Professor Kamal Sen (BME) received the award for Teaching Excellence in the Core Curriculum, while Assistant Professor Stormy Attaway (ME) earned the Faculty Service Award.
Dissertation awards
Carolyn Marar won the 2026 PhD Societal Impact Award for her dissertation, “Microwaves for Bi-modal Neuromodulation: Mechanisms and Translation.” Distinguished Professor Ji-Xin Cheng (ECE, BME, MSE) served as her advisor.
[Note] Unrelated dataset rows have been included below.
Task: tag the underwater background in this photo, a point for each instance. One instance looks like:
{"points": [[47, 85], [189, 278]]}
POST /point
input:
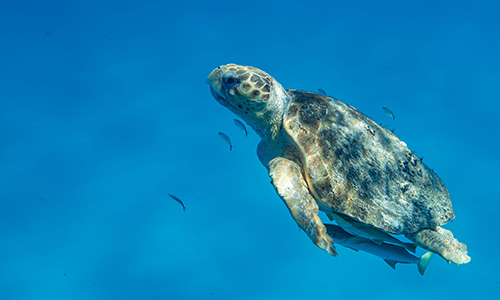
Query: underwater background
{"points": [[104, 112]]}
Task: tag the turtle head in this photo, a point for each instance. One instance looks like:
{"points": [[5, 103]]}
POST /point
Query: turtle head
{"points": [[252, 94]]}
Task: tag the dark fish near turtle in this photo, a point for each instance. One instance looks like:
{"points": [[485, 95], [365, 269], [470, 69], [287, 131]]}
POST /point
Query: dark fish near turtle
{"points": [[241, 126], [178, 200], [391, 254], [226, 139], [388, 112]]}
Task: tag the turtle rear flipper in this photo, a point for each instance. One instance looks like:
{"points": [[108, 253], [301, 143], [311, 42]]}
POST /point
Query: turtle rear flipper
{"points": [[442, 242], [290, 185]]}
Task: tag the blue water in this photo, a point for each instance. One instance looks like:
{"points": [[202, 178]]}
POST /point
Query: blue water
{"points": [[104, 112]]}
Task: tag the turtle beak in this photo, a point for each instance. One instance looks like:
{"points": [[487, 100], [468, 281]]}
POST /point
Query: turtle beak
{"points": [[214, 80]]}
Jeffrey Lim earned the Master’s Societal Impact Award for “Towards Open-Source Platforms for Researching Proprietary Cloud Service.” Ariane Garrett earned the PhD Entrepreneurial Award for a technique she developed called speckle contrast optical spectroscopy for cuffless blood pressure estimation.

The following doctoral students earned awards for outstanding dissertations.
Emma Stowe, “Aging and Senescence Dysregulate Tendon Adaptation to Mechanical Load.” Advisor: Assistant Professor Brianne Connizzo (BME, ME).
Pujan Paudel, “Data-driven Approaches for Improving the Identification of Misleading Content Online.” Advisor: Associate Professor Gianluca Stringhini (ECE).
Daniel Shahar, “High-Dimensional Orbital Angular Momentum Entanglement in Optical Fibers.” Advisor: Distinguished Professor of Engineering Siddharth Ramachandran (ECE, Physics, MSE).
Monan Ma, “Fundamentals of Nonlinear Nanomechanical Resonators: Actuation, Scaling, and Fluctuation-Driven Dynamics.” Advisor: Professsor Kamil Ekinci (ME, MSE).
Wenlu Wang, “Electrodeposition of Polymer Networks as Conformal Ultrathin Coatings.”Advisor: Assistant Professor Jörg Werner (ME, MSE).
Yingqing Chen, “Safety-Critical Control and Optimization of Traffic Systems.” Advisor: Distinguished Professor Christos Cassandras (ECE, SE).